There’s a sentiment that often circulates the internet when school shootings happen. Like that Onion article that’s repeatedly updated with new names, locations, and dates after every mass shooting, I’ve seen some version of this tweet from British commentator Dan Hodges countless times in the last few years: “In retrospect Sandy Hook marked the end of the U.S. gun control debate. Once America decided killing children was bearable, it was over.” Along with seven adults, twenty first graders were killed that day in 2014. And, as Hodges said, the level of inaction after that shooting in particular spoke volumes about who and what American adults are willing to sacrifice for their guns. But, as many have also noted, the shooting at Marjory Stoneman Douglas High School in Parkland, Florida, felt different.

The students who survived the Parkland shooting weren’t too young that they could be dismissed as being told what to say by adults (although that happened) or too old that they could be accused of having a political agenda (although that happened too).

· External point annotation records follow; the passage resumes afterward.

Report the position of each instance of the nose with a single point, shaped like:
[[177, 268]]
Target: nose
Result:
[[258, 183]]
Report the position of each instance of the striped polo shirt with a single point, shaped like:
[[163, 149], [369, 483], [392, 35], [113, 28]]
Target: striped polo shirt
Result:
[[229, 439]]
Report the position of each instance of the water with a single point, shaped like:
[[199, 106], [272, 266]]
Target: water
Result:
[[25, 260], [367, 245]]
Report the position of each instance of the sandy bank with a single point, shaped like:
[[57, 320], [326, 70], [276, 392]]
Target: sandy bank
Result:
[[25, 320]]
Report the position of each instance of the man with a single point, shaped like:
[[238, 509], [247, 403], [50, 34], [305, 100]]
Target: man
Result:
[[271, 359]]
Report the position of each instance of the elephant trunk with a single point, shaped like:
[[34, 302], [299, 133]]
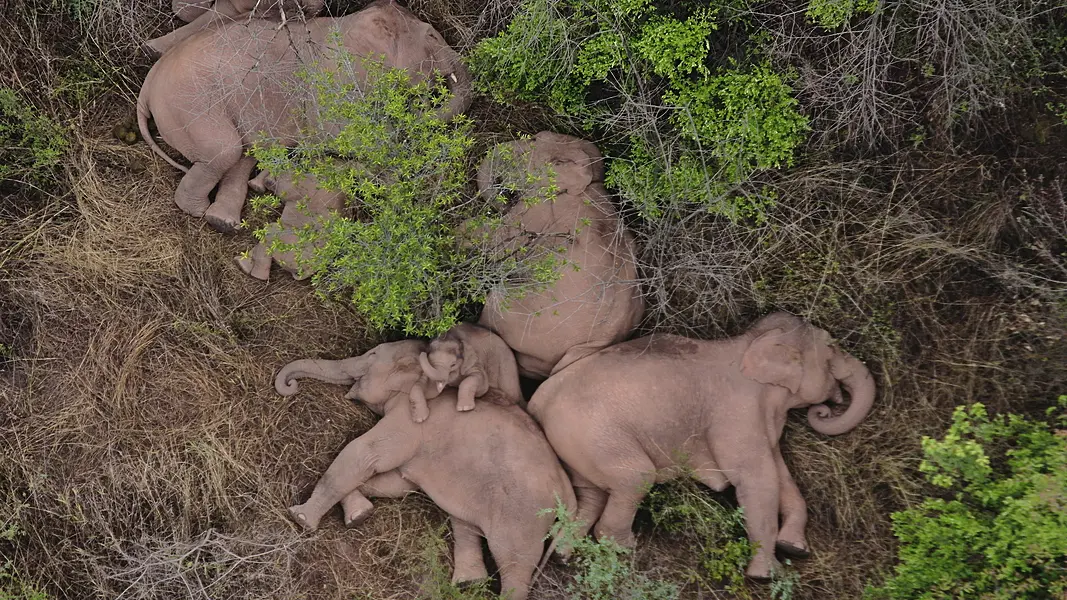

They were teenagers, about to become young adults who can vote and who wanted action from their political leaders. They were a reflection of the generation they had grown up in. They posted heartbreaking videos from their classrooms on Snapchat, pushed back against critics on Twitter, and acted as journalists during their own personal tragedies. On March 24, the Parkland students led the March For Our Lives rally in Washington, D.C. On April 20, the anniversary of the Columbine shooting, students around the nation walked out of their classrooms for a National School Walk in demand of gun control policies such as better background checks. Some of the students who participated in the walkout were from Santa Fe High School.

These students watched Occupy Wall Street, the Women’s March, and countless Black Lives Matter marches—they are part of a generation that knows how to protest in this day and age. But they’re also of a generation that has grown up in the age of increasingly regular school shootings. Santa Fe High School is the site of the 22nd school shooting to take place in the United States this year. It’s the second school shooting in Texas this year. And with ten dead and thirteen more wounded, it’s one of the deadliest in modern Texas history. In an even more stunning statistic, the death toll from school shootings surpassed the number of active military personnel killed this year. With those numbers, it’s not surprising that the Santa Fe student interviewed on camera expected such a shooting to take place at her school. Why would her school be spared when so many others have not?

After the Parkland school shooting, a mother and son in Houston, which is just northwest of Santa Fe, recorded a conversation about school shootings for StoryCorps, a feature on NPR. In the recording, Dezmond Floyd, a ten year old, asks his mother, Tanai Benard, about the emergency drills she had while in school—just fire and tornado drills—and talks about the active shooter drills he has. He tells her that although the drill instructs students to stand in the back of the classroom while the teacher barricades the door, he chooses to stand in front of his classmates.

“I want to take the bullet and save my friends,” Floyd says. “My life matters, but it’s like, there’s one person that can come home to their family or there can be 22 people that come home to their families.” Even after his mom tells him that a school shooting is a situation in which she wants him to be selfish and act in his best interest, Floyd pushes back. “I get that you would want me to come home, but it’s really not a choice that you can make. It’s a choice that I have to make.”

“Not one more,” is the first sentence in the mission statement for the March For Our Lives, but there have been multiple school shootings since students and adults were killed in Parkland in February. According to the end of their mission statement, student organizers plan to continue demanding effective changes to gun laws, but for now they are still children whose votes don’t count yet. On Tuesday, Texas student activists placed an open letter to Governor Greg Abbott in the Houston Chronicle, accusing him of not doing enough to protect them. For too long, too many American adults were willing to sacrifice children and as a result, children have grown accustomed to a reality in which they develop a mindset that they have to march for their lives in the name of school safety and, if necessary, sacrifice their lives.